Human studies and mouse models have identified that TBX1 is a critical gene for many of the features, in particular the heart defects, but other genes, such as CRKL, may be involved in smaller deletions that do not include TBX1. Among the genes that have been linked to the cognitive deficits and neuropsychiatric symptoms are COMT, PRODH, and DGCR8. Although most individuals with the syndrome have 22q11.2 deletions, some have point mutations in TBX1, or have no clearly identified genetic cause. Other chromosomal defects have been described, mostly deletions of 10p responsible for DiGeorge syndrome/velocardiofacial syndrome complex 2.
Manifestations of Disease
Clinical Presentation
Most prenatally diagnosed cases of 22q11.2DS syndrome are identified because of abnormal cardiac anatomy during routine screening prenatal ultrasound (US), but more recently they may be ascertained through genetic testing by CMA or noninvasive cffDNA screening. Of the approximate 10% of affected fetuses with an inherited 3 Mb deletion, the affected parent can be asymptomatic or have conditions, such as neuropsychiatric disease, not previously recognized to be caused by the deletion. This number may be slightly higher for smaller atypical deletions. This variability underscores the importance of a thorough prenatal US exam at 18 to 20 weeks’ gestation, including imaging of the four-chamber heart, three vessels, and cardiac outflow tracts crossing and long-axis views, for optimal detection of CHDs and identification of at-risk fetuses.

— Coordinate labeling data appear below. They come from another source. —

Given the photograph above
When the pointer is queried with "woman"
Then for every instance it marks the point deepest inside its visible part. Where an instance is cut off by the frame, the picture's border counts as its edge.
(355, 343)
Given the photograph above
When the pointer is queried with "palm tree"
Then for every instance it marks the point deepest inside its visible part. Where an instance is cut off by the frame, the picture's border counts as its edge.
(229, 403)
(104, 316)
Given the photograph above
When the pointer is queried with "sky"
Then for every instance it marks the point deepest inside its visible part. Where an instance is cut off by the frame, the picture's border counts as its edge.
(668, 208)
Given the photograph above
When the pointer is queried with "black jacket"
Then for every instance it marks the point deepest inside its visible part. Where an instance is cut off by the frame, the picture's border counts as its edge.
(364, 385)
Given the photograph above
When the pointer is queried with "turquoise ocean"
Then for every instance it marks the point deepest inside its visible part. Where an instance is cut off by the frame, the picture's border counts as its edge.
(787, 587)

When a CHD, in particular a conotruncal defect, is detected prenatally, 22q11.2DS should always be considered. Postnatally, in addition to (or sometimes in absence of) a CHD, velopharyngeal incompetence with palatal abnormalities (bifid uvula and palatal submucosal clefts) with feeding and speech difficulty, learning disability and psychopathology, hypocalcemia secondary to hypoparathyroidism, T-cell immune defects secondary to thymic hypoplasia, typical facial features (square nasal root, bulbous nose with hypoplastic alae nasi, small palpebral fissures, elongated face, smooth philtrum, simple protruding and low-set ears, and tapered fingers), and hearing loss all can be found with variable frequency.

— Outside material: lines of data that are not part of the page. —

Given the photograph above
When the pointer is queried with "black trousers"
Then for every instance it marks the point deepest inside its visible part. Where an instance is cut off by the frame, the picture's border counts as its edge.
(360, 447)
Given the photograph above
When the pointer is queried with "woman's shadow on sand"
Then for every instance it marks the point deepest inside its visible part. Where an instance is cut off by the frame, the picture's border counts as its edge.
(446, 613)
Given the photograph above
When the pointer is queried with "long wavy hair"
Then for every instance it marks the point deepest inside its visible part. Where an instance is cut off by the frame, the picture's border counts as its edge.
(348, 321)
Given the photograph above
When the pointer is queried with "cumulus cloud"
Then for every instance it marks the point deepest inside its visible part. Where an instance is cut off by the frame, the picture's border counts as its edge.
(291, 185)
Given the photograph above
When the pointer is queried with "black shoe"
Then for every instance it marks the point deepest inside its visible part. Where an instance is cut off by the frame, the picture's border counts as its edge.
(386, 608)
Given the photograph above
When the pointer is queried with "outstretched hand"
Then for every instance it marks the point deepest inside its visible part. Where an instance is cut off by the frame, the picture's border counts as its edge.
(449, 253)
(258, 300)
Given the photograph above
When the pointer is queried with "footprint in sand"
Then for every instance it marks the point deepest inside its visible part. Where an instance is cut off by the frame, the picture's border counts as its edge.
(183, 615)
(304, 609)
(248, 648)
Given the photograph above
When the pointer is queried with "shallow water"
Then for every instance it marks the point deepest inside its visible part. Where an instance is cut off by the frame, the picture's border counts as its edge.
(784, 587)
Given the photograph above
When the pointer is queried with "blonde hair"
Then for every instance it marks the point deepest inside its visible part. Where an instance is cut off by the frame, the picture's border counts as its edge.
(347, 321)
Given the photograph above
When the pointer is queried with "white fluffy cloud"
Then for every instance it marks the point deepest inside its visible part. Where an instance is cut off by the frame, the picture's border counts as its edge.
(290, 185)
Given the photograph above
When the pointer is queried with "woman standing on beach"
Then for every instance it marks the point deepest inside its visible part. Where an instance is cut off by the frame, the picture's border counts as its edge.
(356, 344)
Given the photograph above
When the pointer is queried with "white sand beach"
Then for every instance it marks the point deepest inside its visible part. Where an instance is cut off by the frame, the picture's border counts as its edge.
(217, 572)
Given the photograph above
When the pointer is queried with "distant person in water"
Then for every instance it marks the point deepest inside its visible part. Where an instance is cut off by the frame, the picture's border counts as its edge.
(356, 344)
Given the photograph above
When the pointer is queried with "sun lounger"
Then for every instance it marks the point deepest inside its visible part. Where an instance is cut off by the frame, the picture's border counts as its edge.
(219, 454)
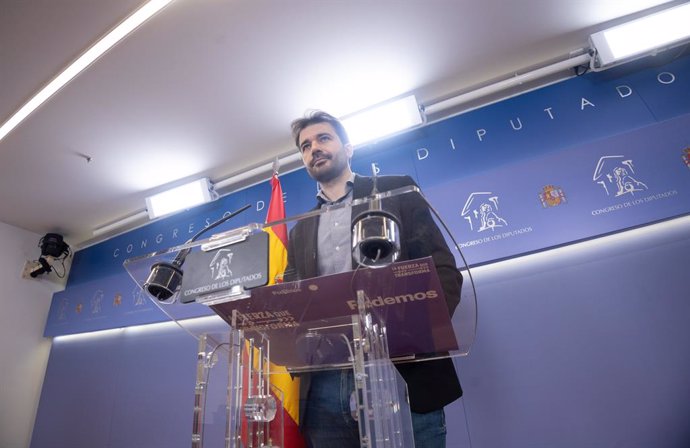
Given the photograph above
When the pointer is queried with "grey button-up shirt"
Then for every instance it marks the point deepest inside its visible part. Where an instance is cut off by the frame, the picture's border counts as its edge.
(335, 236)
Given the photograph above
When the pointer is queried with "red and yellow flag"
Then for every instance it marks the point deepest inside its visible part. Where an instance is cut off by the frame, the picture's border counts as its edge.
(277, 262)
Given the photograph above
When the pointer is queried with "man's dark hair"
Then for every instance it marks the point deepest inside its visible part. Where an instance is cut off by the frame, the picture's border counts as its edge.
(315, 117)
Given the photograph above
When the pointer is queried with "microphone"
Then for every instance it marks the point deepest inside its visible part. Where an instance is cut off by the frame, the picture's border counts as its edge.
(375, 233)
(165, 278)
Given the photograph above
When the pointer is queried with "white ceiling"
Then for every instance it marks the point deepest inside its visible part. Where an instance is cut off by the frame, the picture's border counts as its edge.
(209, 87)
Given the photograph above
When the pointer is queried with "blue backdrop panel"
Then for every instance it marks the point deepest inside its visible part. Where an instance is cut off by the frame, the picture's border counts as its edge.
(592, 155)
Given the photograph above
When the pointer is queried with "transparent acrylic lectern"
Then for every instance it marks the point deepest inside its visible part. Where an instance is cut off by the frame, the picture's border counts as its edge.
(391, 308)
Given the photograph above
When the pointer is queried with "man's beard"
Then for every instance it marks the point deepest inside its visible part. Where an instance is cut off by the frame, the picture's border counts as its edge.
(328, 174)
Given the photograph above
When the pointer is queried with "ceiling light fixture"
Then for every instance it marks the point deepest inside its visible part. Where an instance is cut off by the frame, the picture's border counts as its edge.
(383, 120)
(179, 198)
(86, 59)
(641, 37)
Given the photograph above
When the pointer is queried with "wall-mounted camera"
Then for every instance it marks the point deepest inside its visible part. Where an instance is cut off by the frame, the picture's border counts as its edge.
(54, 250)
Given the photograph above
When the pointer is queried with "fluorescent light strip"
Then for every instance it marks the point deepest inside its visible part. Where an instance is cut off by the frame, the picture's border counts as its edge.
(648, 33)
(383, 120)
(93, 53)
(199, 322)
(179, 198)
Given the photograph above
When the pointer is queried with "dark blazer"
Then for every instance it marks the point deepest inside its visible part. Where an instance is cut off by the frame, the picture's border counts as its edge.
(431, 384)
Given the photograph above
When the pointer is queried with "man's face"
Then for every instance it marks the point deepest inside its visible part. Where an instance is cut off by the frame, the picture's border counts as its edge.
(323, 154)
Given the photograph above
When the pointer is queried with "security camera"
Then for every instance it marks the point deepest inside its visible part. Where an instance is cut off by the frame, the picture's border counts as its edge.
(53, 248)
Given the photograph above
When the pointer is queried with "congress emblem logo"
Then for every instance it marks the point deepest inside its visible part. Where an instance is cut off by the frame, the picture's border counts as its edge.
(551, 196)
(481, 211)
(220, 265)
(616, 174)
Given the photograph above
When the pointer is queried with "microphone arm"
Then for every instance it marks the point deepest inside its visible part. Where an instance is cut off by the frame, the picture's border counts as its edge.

Structural abnormalities of other organs (genitourinary, central nervous system [CNS], skeletal, gastrointestinal, laryngotracheal) are less commonly described, but can certainly be present and be diagnosed prenatally.

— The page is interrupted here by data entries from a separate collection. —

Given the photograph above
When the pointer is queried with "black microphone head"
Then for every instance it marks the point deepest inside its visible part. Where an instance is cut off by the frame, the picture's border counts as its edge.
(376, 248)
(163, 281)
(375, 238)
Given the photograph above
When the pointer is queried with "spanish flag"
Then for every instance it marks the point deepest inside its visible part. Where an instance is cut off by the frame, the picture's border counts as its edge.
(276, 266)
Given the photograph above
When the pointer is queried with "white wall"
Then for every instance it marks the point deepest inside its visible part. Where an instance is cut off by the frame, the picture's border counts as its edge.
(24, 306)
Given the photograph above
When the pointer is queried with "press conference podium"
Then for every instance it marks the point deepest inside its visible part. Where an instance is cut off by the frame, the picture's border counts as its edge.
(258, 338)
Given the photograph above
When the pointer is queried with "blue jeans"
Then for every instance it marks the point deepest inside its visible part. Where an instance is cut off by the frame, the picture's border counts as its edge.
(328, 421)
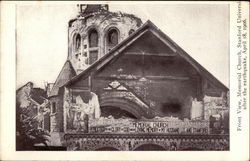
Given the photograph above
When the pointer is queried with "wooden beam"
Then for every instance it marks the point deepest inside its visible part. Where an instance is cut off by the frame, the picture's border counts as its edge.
(167, 77)
(150, 54)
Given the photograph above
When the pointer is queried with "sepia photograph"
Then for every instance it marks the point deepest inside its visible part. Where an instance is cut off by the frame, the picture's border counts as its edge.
(115, 77)
(124, 80)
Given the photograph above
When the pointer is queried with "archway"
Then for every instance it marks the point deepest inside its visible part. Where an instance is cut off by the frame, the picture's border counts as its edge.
(149, 147)
(107, 149)
(131, 108)
(192, 149)
(116, 112)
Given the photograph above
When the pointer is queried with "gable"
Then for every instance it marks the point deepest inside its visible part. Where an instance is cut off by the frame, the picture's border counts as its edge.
(65, 75)
(154, 43)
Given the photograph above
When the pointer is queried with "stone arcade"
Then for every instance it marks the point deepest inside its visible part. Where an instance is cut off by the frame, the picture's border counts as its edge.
(127, 86)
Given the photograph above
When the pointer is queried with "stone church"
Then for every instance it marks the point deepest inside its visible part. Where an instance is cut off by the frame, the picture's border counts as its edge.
(146, 93)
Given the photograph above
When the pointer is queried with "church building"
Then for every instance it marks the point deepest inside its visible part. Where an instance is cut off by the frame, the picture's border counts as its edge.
(127, 86)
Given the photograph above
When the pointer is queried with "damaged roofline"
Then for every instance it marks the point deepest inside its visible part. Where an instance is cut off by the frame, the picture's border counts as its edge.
(148, 24)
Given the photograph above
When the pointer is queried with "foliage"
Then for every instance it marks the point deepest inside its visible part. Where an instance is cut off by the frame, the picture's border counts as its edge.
(28, 124)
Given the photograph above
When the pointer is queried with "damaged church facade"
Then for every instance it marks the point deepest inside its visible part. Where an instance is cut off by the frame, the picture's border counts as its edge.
(127, 86)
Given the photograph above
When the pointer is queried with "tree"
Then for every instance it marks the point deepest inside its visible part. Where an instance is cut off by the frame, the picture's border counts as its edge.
(28, 131)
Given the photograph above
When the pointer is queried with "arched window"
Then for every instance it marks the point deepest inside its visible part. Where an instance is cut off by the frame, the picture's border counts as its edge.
(112, 37)
(93, 38)
(77, 42)
(131, 31)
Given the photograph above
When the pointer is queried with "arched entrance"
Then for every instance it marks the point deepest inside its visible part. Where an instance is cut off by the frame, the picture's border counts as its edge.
(149, 147)
(116, 112)
(121, 106)
(107, 149)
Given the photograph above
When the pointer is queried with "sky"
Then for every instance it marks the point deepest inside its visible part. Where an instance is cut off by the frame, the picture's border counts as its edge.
(202, 30)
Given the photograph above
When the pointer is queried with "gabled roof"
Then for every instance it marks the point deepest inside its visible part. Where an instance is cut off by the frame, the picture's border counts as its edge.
(38, 95)
(66, 73)
(147, 27)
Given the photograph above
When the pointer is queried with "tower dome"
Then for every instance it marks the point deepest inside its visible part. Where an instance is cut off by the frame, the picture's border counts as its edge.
(95, 32)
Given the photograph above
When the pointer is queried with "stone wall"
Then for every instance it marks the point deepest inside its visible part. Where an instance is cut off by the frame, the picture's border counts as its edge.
(101, 22)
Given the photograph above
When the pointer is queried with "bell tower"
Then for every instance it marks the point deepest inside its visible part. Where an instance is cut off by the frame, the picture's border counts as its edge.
(95, 31)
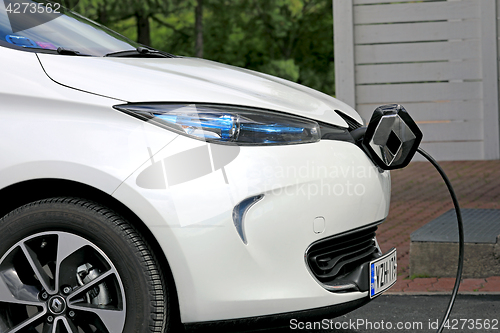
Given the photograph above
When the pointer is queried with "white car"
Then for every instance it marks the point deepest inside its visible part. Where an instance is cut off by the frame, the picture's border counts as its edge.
(140, 188)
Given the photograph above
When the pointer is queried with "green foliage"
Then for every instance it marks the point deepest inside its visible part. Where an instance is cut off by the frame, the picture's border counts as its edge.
(292, 39)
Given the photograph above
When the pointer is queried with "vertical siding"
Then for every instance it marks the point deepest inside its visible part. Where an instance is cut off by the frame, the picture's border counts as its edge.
(436, 58)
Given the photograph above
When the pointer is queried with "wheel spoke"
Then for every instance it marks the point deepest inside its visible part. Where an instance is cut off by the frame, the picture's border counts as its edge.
(13, 290)
(91, 284)
(42, 276)
(67, 245)
(113, 320)
(27, 323)
(70, 327)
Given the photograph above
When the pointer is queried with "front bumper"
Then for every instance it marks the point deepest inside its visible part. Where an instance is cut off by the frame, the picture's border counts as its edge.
(311, 192)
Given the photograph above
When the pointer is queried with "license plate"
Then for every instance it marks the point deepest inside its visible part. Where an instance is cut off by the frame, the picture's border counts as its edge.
(383, 273)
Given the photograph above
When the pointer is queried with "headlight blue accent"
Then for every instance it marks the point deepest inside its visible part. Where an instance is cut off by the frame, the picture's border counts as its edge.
(228, 124)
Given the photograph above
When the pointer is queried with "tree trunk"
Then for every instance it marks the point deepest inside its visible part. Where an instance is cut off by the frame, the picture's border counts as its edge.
(143, 28)
(199, 29)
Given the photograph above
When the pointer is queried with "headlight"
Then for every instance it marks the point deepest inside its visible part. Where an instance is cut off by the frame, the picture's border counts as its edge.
(227, 124)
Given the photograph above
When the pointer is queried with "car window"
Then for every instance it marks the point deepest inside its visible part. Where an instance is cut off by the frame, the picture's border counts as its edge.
(20, 29)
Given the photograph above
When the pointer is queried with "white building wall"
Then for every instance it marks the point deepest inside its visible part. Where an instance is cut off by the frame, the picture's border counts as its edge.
(439, 59)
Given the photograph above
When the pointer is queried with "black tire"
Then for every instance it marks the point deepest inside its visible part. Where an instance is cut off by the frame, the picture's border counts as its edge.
(129, 292)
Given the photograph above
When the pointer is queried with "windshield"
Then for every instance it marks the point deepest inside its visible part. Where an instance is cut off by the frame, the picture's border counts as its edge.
(51, 26)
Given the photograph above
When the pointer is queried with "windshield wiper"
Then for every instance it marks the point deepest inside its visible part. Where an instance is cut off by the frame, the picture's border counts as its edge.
(63, 51)
(141, 52)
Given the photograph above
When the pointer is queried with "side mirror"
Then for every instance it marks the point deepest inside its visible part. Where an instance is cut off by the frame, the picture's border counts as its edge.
(392, 137)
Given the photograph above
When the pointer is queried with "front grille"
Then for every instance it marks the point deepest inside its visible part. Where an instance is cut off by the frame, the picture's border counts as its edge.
(343, 260)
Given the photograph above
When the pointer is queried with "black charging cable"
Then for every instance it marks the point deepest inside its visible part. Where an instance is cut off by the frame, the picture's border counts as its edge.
(460, 237)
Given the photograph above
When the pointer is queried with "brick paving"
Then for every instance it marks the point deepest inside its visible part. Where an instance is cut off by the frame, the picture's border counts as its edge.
(419, 195)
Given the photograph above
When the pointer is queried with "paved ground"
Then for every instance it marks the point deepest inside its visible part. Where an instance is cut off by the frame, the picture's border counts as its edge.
(419, 196)
(406, 313)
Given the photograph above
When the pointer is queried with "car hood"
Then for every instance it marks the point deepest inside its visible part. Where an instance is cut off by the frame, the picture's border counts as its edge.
(191, 80)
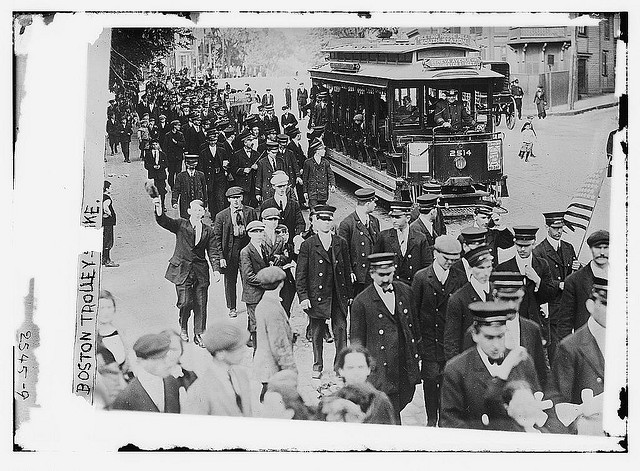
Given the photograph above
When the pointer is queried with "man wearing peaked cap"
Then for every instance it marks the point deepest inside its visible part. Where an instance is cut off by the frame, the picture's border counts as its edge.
(323, 283)
(579, 364)
(562, 260)
(577, 288)
(467, 404)
(153, 389)
(539, 288)
(361, 230)
(409, 244)
(459, 317)
(426, 222)
(432, 288)
(383, 321)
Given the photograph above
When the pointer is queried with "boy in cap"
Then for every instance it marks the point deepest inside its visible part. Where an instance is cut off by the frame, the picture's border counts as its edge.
(432, 288)
(323, 283)
(224, 387)
(477, 377)
(561, 258)
(409, 244)
(459, 317)
(230, 232)
(579, 366)
(153, 389)
(577, 288)
(189, 185)
(361, 230)
(539, 288)
(383, 321)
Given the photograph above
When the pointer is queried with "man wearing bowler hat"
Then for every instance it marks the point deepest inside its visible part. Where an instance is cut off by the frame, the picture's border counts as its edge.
(383, 321)
(562, 260)
(230, 230)
(409, 244)
(539, 288)
(432, 288)
(361, 230)
(323, 283)
(577, 288)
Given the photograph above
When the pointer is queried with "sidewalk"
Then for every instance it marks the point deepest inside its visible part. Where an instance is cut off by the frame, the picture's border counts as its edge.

Imaging Technique and Findings
Ultrasound.
With the increased screening and testing, often before the first anatomical survey US is performed; accurate recognition of potentially visible clinical features and knowledge of their frequency in 22q11.2DS is critical. About 75% of affected fetuses and infants have CHDs, typically conotruncal anomalies, but other defects can be present together with those or in isolation. The most common are tetralogy of Fallot (20%) ( Fig. 154.1 ), interrupted aortic arch (seen in 13%; in patients with type B interrupted aortic arch, 52% have 22q11.2DS) ( Fig. 154.2 ) or hypoplastic aortic arch ( Fig. 154.3 ), ventricular septal defect (14%) with or without pulmonary atresia, truncus arteriosus (6%) ( Fig. 154.4 ), vascular ring (5.5%) as well other defects (10%) such as hypoplastic left heart ( Fig. 154.5 ), endocardial cushion defect ( Fig. 154.6 ), or atrial septum defects.